Kon-kkk t1_iuj7nyz wrote on October 31, 2022 at 7:04 PM

What framework
What kind of network/model
Try to reduce the CPU-GPU data transitions during training.

Try the nsight system to profile one iteration(both forward and backward) and to see if there are many idles between GPU kernels. Idle means the gpu utilization is very low, and many operations are done on the CPU side. If you are using TensorFlow you can open XLA to accelerate the training. I believe PyTorch should have the same DL compiler for training. And you can open AMP(auto mixed precision/fp16) to accelerate.

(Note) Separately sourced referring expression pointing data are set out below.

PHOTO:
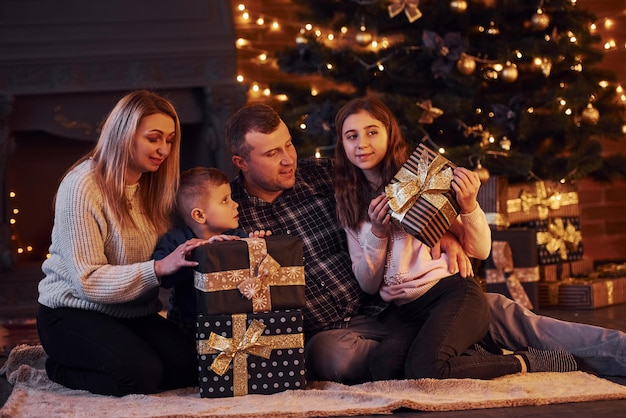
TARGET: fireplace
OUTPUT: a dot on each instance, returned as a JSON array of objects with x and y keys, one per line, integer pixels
[{"x": 64, "y": 64}]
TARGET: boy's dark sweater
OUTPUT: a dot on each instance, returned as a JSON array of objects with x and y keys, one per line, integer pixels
[{"x": 182, "y": 301}]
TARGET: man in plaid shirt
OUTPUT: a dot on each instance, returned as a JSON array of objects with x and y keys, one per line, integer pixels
[{"x": 343, "y": 325}]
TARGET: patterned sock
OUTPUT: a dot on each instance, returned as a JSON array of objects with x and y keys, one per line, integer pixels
[{"x": 548, "y": 361}]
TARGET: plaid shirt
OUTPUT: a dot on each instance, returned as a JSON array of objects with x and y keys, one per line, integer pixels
[{"x": 308, "y": 211}]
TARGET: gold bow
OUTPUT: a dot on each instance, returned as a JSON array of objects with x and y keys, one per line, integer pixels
[
  {"x": 409, "y": 7},
  {"x": 263, "y": 267},
  {"x": 430, "y": 182},
  {"x": 253, "y": 283},
  {"x": 560, "y": 237},
  {"x": 243, "y": 342},
  {"x": 229, "y": 347}
]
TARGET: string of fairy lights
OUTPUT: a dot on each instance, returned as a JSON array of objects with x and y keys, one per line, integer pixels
[
  {"x": 254, "y": 55},
  {"x": 359, "y": 36}
]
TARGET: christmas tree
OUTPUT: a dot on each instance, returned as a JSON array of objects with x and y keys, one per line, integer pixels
[{"x": 511, "y": 87}]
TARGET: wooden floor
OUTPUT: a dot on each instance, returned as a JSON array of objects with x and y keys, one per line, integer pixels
[{"x": 17, "y": 326}]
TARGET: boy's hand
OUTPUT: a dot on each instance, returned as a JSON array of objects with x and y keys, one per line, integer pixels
[
  {"x": 260, "y": 234},
  {"x": 222, "y": 237},
  {"x": 465, "y": 184},
  {"x": 178, "y": 258}
]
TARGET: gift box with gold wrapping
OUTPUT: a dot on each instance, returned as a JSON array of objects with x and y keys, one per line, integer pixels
[
  {"x": 420, "y": 198},
  {"x": 492, "y": 197},
  {"x": 511, "y": 268},
  {"x": 565, "y": 269},
  {"x": 541, "y": 200},
  {"x": 583, "y": 293},
  {"x": 558, "y": 239},
  {"x": 252, "y": 353},
  {"x": 250, "y": 275}
]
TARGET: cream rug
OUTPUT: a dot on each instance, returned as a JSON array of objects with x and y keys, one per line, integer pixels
[{"x": 35, "y": 395}]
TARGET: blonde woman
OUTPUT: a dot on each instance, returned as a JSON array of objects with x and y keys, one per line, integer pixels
[{"x": 98, "y": 317}]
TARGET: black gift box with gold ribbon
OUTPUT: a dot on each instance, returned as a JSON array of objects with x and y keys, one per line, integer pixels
[
  {"x": 250, "y": 353},
  {"x": 420, "y": 198},
  {"x": 250, "y": 275},
  {"x": 512, "y": 269},
  {"x": 558, "y": 239}
]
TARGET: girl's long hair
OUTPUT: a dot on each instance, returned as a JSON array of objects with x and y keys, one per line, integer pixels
[
  {"x": 352, "y": 190},
  {"x": 114, "y": 152}
]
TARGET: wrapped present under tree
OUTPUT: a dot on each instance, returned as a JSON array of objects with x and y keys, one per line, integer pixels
[
  {"x": 420, "y": 197},
  {"x": 511, "y": 268}
]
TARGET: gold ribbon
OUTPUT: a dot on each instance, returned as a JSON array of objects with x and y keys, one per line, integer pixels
[
  {"x": 429, "y": 182},
  {"x": 409, "y": 7},
  {"x": 560, "y": 237},
  {"x": 244, "y": 342},
  {"x": 542, "y": 201},
  {"x": 253, "y": 283},
  {"x": 503, "y": 261}
]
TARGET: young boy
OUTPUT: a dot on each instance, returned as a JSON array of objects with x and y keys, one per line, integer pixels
[{"x": 209, "y": 213}]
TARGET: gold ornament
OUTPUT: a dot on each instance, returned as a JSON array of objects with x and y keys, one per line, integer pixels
[
  {"x": 483, "y": 173},
  {"x": 590, "y": 114},
  {"x": 540, "y": 21},
  {"x": 430, "y": 113},
  {"x": 505, "y": 143},
  {"x": 363, "y": 38},
  {"x": 459, "y": 6},
  {"x": 410, "y": 9},
  {"x": 466, "y": 64},
  {"x": 509, "y": 72}
]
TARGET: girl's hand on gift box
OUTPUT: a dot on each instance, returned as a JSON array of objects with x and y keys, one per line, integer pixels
[
  {"x": 465, "y": 184},
  {"x": 178, "y": 258},
  {"x": 260, "y": 234},
  {"x": 379, "y": 216}
]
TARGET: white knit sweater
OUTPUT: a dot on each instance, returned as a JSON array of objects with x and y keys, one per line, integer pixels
[
  {"x": 401, "y": 267},
  {"x": 93, "y": 263}
]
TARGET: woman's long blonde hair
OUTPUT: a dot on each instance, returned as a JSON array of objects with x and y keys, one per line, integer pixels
[{"x": 114, "y": 152}]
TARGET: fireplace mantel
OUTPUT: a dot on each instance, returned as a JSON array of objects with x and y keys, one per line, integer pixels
[{"x": 64, "y": 64}]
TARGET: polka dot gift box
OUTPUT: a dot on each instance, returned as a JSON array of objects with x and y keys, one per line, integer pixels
[{"x": 250, "y": 353}]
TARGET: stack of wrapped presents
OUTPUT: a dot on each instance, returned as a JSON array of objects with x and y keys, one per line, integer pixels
[
  {"x": 537, "y": 244},
  {"x": 250, "y": 295}
]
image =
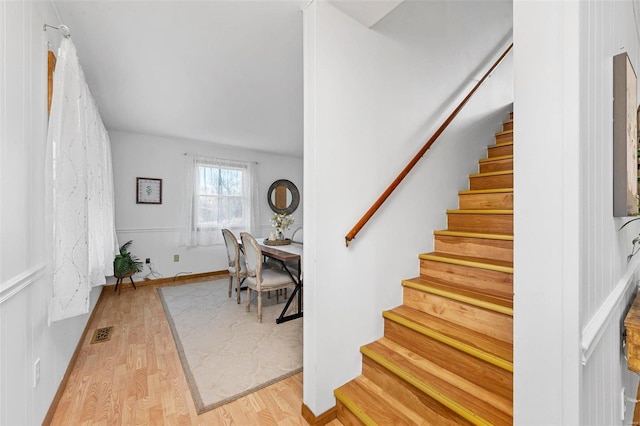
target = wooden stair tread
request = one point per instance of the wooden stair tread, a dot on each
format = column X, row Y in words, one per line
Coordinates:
column 485, row 191
column 491, row 349
column 441, row 288
column 500, row 144
column 469, row 400
column 493, row 211
column 361, row 394
column 478, row 262
column 498, row 158
column 474, row 235
column 499, row 173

alexnasla OP t1_iuj8se6 wrote on October 31, 2022 at 7:12 PM

Oh my bad!

PyTorch
Its 4 sequential layers, Dense+conv1d+lstm+dense
Hmm any resources you know of I can check out to learn more about doing that?

BlazeObsidian t1_iujbbdu wrote on October 31, 2022 at 7:29 PM

Are you sure you model is running on the GPU ? See https://towardsdatascience.com/pytorch-switching-to-the-gpu-a7c0b21e8a99 or if you can see GPU utilisation it might be simpler to verify.

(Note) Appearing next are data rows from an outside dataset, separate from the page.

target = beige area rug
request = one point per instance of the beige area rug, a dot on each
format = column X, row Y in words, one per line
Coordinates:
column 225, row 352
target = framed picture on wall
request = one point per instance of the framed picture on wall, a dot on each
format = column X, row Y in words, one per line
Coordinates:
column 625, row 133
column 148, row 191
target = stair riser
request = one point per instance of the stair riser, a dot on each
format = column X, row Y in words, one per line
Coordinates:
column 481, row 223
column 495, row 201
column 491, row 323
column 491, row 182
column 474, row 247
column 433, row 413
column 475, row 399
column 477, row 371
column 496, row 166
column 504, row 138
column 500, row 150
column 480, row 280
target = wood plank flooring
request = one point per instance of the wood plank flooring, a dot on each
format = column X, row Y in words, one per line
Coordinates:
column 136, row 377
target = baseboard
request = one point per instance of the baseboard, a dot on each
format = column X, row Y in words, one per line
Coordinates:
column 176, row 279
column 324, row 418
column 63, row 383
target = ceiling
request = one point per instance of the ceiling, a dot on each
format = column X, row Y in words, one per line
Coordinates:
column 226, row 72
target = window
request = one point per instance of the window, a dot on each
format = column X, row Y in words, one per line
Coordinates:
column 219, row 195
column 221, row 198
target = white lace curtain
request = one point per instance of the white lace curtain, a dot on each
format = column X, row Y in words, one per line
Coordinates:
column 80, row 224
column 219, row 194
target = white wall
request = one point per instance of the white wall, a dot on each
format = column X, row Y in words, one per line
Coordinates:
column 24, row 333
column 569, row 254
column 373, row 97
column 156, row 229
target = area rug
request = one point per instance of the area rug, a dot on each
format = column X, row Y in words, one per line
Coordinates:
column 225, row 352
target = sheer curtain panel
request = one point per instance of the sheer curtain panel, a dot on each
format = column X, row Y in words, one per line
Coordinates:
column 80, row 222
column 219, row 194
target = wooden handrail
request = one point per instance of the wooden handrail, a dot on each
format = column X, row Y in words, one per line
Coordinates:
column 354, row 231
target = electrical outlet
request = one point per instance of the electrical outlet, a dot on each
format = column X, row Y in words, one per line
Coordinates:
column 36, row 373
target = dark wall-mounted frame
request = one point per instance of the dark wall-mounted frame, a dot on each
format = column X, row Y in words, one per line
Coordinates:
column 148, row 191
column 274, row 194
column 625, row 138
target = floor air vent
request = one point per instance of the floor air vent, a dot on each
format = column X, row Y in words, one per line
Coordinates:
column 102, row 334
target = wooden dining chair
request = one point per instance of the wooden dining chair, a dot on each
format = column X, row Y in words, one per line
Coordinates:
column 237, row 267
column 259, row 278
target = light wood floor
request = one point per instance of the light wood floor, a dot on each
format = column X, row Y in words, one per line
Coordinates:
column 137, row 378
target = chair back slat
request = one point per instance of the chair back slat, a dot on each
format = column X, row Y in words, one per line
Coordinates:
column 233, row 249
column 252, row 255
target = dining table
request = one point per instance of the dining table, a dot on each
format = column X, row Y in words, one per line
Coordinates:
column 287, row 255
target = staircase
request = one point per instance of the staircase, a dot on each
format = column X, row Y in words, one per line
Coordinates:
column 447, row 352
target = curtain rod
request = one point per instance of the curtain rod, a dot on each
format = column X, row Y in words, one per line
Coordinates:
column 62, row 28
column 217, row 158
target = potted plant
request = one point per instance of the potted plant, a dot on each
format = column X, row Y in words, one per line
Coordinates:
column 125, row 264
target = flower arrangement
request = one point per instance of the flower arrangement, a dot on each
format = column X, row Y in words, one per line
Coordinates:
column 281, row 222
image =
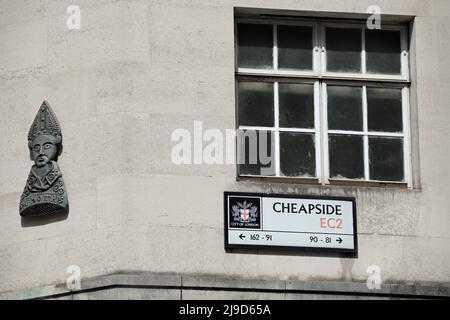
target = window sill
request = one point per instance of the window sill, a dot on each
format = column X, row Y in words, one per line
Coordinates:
column 315, row 181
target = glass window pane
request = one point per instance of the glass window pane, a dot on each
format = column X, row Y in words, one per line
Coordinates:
column 383, row 50
column 255, row 152
column 386, row 159
column 297, row 154
column 255, row 101
column 384, row 108
column 296, row 104
column 294, row 47
column 343, row 49
column 255, row 46
column 345, row 108
column 346, row 157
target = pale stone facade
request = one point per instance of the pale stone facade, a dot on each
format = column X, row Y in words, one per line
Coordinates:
column 136, row 71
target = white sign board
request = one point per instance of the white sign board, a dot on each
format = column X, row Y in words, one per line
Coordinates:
column 286, row 221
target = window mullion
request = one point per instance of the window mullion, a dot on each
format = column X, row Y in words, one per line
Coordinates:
column 277, row 131
column 324, row 129
column 363, row 51
column 366, row 137
column 407, row 137
column 318, row 139
column 275, row 47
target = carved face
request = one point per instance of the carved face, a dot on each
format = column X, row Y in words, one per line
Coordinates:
column 43, row 150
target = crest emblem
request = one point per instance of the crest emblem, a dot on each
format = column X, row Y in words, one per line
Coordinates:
column 244, row 212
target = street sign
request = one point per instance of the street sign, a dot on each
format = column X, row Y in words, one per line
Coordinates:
column 274, row 221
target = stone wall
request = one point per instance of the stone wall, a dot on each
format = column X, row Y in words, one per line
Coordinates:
column 137, row 70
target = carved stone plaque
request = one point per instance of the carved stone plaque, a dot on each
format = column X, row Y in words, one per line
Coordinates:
column 44, row 192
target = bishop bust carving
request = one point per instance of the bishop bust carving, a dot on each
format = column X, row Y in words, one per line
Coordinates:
column 44, row 192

If you are not explicitly moving your model to the GPU I think it's running on the CPU. Also how long is it taking ? Do you have a specific time that you compared the performance with ?

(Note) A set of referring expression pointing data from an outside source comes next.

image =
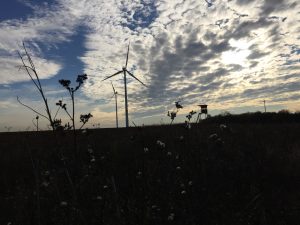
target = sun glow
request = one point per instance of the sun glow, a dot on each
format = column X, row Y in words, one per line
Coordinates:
column 239, row 54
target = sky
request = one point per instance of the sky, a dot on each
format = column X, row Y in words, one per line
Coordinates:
column 228, row 54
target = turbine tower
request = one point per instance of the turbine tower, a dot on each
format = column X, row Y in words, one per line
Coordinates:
column 116, row 100
column 125, row 71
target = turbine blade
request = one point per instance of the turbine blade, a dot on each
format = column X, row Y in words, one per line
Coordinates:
column 136, row 78
column 127, row 56
column 113, row 75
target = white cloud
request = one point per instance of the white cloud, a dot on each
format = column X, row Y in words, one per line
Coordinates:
column 180, row 55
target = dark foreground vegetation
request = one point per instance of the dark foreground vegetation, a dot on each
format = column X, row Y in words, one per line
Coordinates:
column 231, row 173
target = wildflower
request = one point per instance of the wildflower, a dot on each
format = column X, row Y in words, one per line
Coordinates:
column 177, row 105
column 84, row 131
column 84, row 118
column 171, row 217
column 45, row 184
column 63, row 203
column 161, row 144
column 47, row 173
column 223, row 127
column 213, row 136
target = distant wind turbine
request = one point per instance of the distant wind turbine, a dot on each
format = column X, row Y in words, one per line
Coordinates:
column 125, row 71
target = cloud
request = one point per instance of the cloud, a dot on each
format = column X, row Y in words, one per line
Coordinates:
column 178, row 48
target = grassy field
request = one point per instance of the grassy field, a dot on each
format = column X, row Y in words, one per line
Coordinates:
column 241, row 173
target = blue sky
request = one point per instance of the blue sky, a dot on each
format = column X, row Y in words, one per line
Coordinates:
column 230, row 54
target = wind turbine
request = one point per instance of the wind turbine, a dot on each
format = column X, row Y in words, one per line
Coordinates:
column 116, row 100
column 125, row 71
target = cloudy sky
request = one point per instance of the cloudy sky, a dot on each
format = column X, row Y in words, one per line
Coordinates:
column 229, row 54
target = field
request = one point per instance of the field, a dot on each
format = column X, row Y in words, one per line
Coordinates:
column 238, row 173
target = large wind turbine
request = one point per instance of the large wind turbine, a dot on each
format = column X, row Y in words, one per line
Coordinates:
column 125, row 71
column 116, row 100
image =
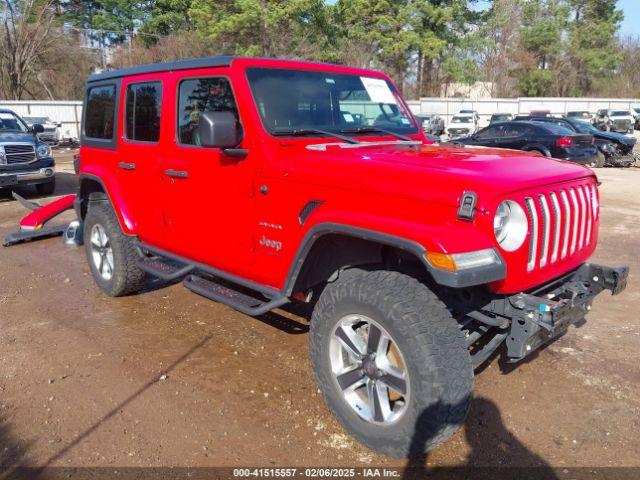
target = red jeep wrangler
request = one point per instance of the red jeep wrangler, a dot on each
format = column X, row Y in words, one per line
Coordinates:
column 263, row 182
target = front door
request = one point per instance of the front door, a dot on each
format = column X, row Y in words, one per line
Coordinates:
column 208, row 203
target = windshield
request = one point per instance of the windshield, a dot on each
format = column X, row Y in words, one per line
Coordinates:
column 298, row 99
column 12, row 123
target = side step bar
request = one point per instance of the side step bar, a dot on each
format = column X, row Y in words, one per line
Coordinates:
column 168, row 266
column 166, row 270
column 234, row 299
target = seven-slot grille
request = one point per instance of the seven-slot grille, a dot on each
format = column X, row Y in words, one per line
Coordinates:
column 561, row 223
column 19, row 153
column 622, row 124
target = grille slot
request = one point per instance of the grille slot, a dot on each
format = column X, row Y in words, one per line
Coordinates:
column 560, row 223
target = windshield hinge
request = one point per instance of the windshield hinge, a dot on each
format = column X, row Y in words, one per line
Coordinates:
column 467, row 208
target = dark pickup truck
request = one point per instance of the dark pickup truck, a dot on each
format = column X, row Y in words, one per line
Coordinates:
column 24, row 158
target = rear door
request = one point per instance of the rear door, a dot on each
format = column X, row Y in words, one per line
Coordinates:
column 208, row 196
column 138, row 166
column 514, row 136
column 489, row 137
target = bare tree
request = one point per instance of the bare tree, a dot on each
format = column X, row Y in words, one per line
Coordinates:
column 28, row 34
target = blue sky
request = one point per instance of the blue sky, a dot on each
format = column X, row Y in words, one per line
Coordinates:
column 631, row 9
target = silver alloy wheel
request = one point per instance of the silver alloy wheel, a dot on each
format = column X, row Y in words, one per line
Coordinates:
column 101, row 252
column 369, row 369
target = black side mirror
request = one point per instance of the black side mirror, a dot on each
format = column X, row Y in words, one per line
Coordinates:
column 218, row 130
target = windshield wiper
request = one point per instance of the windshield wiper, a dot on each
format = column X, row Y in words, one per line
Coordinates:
column 311, row 131
column 374, row 130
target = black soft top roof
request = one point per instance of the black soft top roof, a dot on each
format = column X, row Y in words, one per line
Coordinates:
column 220, row 61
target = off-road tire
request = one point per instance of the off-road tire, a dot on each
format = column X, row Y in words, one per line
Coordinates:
column 46, row 188
column 435, row 353
column 127, row 278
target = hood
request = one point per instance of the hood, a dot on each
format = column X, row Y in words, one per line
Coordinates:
column 421, row 172
column 7, row 137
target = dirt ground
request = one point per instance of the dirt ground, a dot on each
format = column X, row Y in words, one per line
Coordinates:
column 167, row 378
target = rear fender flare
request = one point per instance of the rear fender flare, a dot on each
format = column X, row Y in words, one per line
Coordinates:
column 319, row 230
column 113, row 193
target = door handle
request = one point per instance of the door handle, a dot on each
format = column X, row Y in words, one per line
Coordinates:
column 177, row 173
column 127, row 166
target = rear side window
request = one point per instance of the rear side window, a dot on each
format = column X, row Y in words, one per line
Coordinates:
column 201, row 95
column 143, row 112
column 101, row 106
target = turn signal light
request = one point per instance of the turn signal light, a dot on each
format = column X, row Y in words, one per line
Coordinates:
column 441, row 261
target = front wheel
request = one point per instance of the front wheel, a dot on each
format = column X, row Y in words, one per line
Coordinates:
column 390, row 361
column 111, row 254
column 46, row 188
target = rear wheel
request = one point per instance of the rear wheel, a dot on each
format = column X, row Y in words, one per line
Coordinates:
column 111, row 254
column 46, row 188
column 390, row 361
column 537, row 150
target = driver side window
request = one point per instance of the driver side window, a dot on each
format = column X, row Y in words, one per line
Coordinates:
column 199, row 95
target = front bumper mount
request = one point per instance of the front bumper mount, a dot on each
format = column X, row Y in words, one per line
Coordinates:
column 539, row 316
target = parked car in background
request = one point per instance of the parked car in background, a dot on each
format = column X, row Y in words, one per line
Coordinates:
column 500, row 118
column 24, row 158
column 544, row 138
column 615, row 149
column 461, row 125
column 432, row 123
column 621, row 121
column 582, row 115
column 636, row 114
column 52, row 130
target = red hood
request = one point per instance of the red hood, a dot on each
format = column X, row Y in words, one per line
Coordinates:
column 430, row 173
column 500, row 170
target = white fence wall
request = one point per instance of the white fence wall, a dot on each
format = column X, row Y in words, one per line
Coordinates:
column 68, row 113
column 447, row 107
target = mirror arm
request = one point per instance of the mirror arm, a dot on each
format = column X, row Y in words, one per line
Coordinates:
column 235, row 152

alexnasla OP t1_iujbukx wrote on October 31, 2022 at 7:33 PM

Im pretty sure its running on the GPU. I dont remember what the GPU utilization was though, ill take a look when I get a chance.

The test that I mentioned ran for 8 hours.

K-o-s-l-s t1_iujldkh wrote on October 31, 2022 at 8:37 PM

What are you using to log and monitor your jobs? Knowing CPU, RAM, and GPU utilisation will make this a lot easier to understand.

I agree with the poster above; no appreciable speed up switching between a k80 and an a100 makes me suspect that the GPU is not being utilised at all.

alexnasla OP t1_iujn3mm wrote on October 31, 2022 at 8:49 PM

Ok so what I did was actual max out the input buffers to the most the GPU can handle without crashing. So basically fully saturating the VRAM.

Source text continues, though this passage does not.